Have any of you worked or heard of PRNnursing?

Thanks!

There is a whole forum just on agency nursing here! Agency is really big in the Chicago area. Try asking your questions there.

Agency Nurses

Great! Thanks so much!

Hi everyone! I have been a nurse since Feb 2013. I have been full time on a med/surg/ortho/peds unit. I am PALS cert. I am also currently in transition to working in the ICU (start my orientation mid DEC). I have applied for an agency, PRNnursing, for "traveling" locally- I am about 1-2 hours from Chicago, depending on which part I go to... They do not have any jobs in Indiana, but it was suggested that I obtain my IL license and I could work 1-2 days a week in Chicago, on top of my FTE at my regular job. I did not include ICU in my qualifications since I have no experience there yet.

I was told it would be between 38-49/hr depending on what I did. Have any of you worked close enough to home to live at home, but still work for an agency? Do they pay gas expenses?

Have any of you worked agency or travel in the Chicago area? I am a little nervous after reading all the cancellations that are not getting called to nurses due to a fairly long drive I'd have to make.

Have any of you worked or heard of PRNnursing?

Thanks!

Specializes in Critical Care, ED, Cath lab, CTPAC,Trauma.

duplicate threads merged.

OP....I would wait a little longer before you start agency. You will need some ICU under your belt. Agency nurses are expected to be function without any orientation at all and be independent in their decisions. I think you need a little more experience under your belt.

Thats kinda what I was thinking. I didnt put ICU under my experience- only med surg. I feel pretty comfortable in my med surg ability. I figured I could add ICU to my resume after I feel more comfortable with it.

I live close to home and will be doing registry work on a per diem basis. There will be no gas reimbursement. I'm working full-time at another facility as well.

Many postings I've seen require that the nurse live at least 50 miles from the assignment. Suppose that is for tax and perk purposes. Shoot, lots of people commute further than that for regular jobs.

This assignment that I am finishing and the next are local travel between 5-40 miles but not all hospitals accept local travelers

50 mile "rule" has three possibilities:

One is that the hospital requires some distance to avoid poaching potential local employees - but it usually more like 100 plus miles.

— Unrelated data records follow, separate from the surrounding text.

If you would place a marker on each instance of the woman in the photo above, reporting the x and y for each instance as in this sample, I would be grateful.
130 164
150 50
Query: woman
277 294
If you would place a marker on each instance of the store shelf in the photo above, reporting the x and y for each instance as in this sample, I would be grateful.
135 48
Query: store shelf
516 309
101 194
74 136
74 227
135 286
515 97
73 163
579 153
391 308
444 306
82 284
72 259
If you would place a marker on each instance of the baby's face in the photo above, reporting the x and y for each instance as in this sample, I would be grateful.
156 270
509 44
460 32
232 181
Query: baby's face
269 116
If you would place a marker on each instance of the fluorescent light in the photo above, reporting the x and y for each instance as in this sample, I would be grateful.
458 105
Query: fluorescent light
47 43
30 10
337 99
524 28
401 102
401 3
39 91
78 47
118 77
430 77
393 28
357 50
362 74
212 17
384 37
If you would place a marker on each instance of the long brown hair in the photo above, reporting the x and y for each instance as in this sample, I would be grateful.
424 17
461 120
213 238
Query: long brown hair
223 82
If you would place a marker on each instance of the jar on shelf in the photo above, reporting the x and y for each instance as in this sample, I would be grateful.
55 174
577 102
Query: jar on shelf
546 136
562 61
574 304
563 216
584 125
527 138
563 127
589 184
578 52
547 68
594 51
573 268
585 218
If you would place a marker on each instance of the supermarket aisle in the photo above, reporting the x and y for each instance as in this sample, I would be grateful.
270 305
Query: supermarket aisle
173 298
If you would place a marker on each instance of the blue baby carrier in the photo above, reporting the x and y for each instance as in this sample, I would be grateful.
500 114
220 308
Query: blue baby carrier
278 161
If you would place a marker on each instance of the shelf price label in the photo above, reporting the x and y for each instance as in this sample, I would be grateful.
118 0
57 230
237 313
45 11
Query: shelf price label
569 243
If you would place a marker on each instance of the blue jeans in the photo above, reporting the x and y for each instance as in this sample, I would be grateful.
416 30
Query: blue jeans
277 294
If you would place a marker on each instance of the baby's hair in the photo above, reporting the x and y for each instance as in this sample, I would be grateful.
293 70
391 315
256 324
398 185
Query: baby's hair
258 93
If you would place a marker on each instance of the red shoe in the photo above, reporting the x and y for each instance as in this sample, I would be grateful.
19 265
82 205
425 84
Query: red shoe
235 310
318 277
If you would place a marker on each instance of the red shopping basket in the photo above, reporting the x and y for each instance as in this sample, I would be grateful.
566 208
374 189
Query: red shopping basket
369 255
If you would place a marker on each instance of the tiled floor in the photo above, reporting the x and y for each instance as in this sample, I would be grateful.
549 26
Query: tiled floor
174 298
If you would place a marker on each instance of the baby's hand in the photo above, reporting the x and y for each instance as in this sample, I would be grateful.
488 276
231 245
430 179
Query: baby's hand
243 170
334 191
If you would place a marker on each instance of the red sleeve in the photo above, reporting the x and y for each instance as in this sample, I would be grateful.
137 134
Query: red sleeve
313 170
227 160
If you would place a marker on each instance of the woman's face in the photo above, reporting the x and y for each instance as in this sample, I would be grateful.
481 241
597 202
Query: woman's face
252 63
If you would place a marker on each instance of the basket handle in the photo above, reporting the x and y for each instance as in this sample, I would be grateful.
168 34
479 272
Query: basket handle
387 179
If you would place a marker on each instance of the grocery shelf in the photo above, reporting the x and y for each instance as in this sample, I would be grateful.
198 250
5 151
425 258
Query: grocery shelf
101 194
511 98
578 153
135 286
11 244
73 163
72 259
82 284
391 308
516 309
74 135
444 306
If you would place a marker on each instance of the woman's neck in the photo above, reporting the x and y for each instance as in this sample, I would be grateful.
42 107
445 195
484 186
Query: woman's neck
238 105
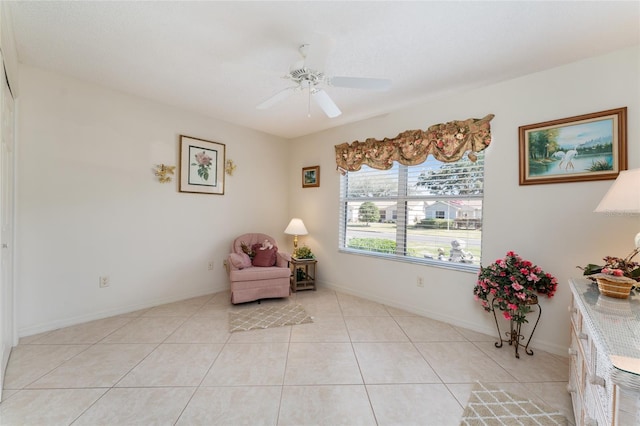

Two is that for travel assignments it can be an internal agency rule to qualify travelers for tax-free benefits.

Three is that is the distance the IRS requires for being able to deduct moving expenses for permanent relocation.

None of these are relevant to local agency. There is a fourth elephant out there, which is that you can take a travel assignment 50 miles away and qualify for tax-free benefits. This is a complete myth, although still repeated by a few agencies. While it might work in an IRS audit of the agency for general due diligence of a traveler tax status, it certainly doesn't work in a personal audit of a traveler. The actual IRS guideline is that if the nature of your work requires a rest period locally and is too far to commute (an overnight stay), then you can deduct housing, travel, and a per diem (or accept a tax-free reimbursement). This is not the number of miles, but the requirements of the job. If you live 35 minutes away, but the on-call requirements require being onsite in 30 minutes, that qualifies. Similarly, if you commute 100 miles each way from home, you do not qualify.

This is dead easy for most travelers as the contract and the housing rented or provided provide proof of business purpose and the necessity for overnight stays. Less easy for local travelers who commute. There is nothing magical about a travel contract that provides tax benefits to travelers working side by side with permanent employees commuting the same distance that provides tax benefits to travelers alone. Goes against common sense.

I know this is old but I live in NH and take many local contract 13 week assignments. I stay under 50 mile radius because like to be close to home. Up in New England many of the companies do.local 13 week assignment only difference is no tax free income.